I'm trying to access a second local variable on the current stack frame, located at (I think?) %rsp-8, since the first is located at %rsp. What I'd like to do is load the address at %rsp-8 into another register. Note that this means the address that's currently stored at rsp, and not the data at that address in memory.

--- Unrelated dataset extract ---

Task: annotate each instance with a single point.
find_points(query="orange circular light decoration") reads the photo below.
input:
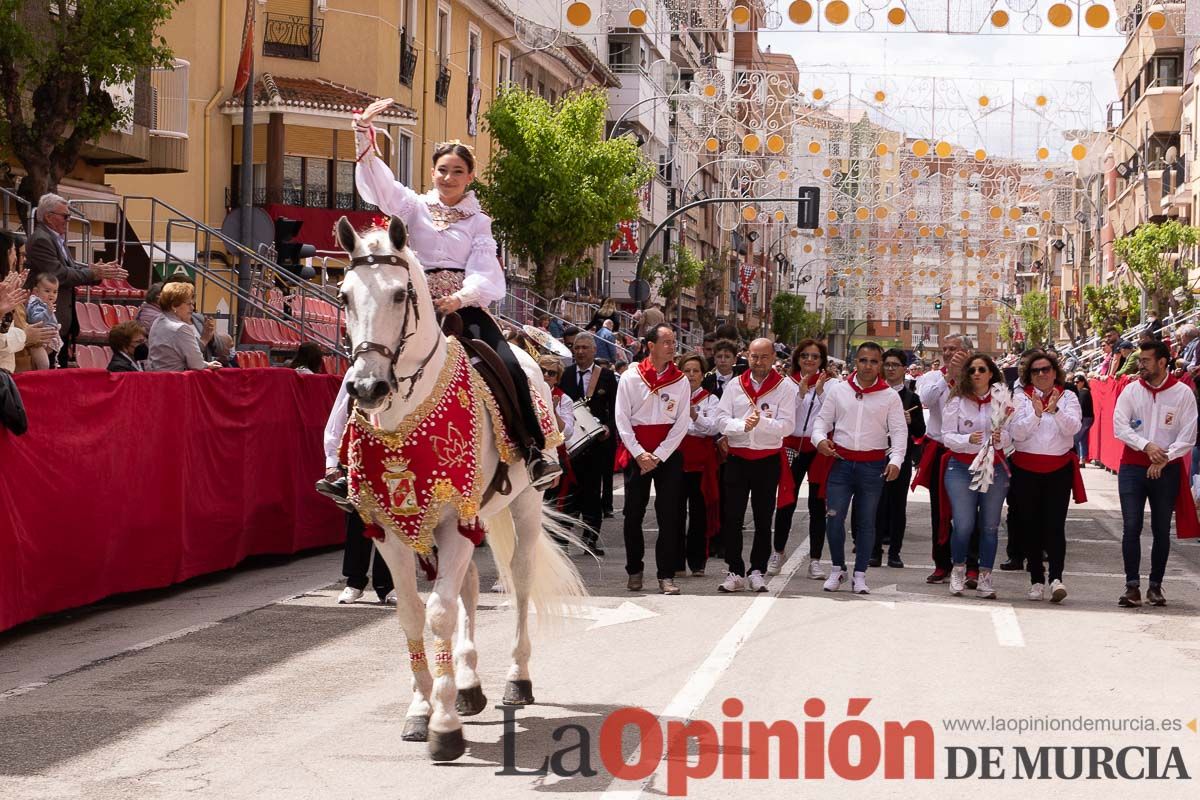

Is it possible to do this without having to declare a separate register that stores the offset (or increments the current rsp)?

What I currently have:

...
    movq %rsp, %rsi             # Move the first address at rsp into rsi.
    leaq infmt, %rdi            # Load the input format string into rdi.
    movq $0, %rax               # Clear rax since it is a var-args procedure.
    call scanf
    movq %rsp, %rbx
    addq $8, %rbx
    movq %rbx, %rsi            # Move the next address at rsp into rsi.
    leaq infmt, %rdi           # Reload the input format.
    call scanf
...

What would be nice to have:

...
    movq %rsp, %rsi             # Move the first address at rsp into rsi.
    leaq infmt, %rdi            # Load the input format string into rdi.
    movq $0, %rax               # Clear rax since it is a var-args procedure.
    call scanf
    movq %rbx-8, %rsi           # Move the next address at rsp into rsi.
    leaq infmt, %rdi            # Reload the input format.
    call scanf
...

CodePudding user response：

You can add a value to a register with leaq using a displacement. Instead of this:

movq %rsp, %rbx
addq $8, %rbx
movq %rbx, %rsi

you can do this:

leaq 8(%rsp), %rsi

While this looks like a register dereference that would normally be used with movq, with leaq it just uses the value of %rsp and adds the displacement.

This can also be used with negative values, e.g. -8(%rsp) since you mentioned you needed %rsp-8.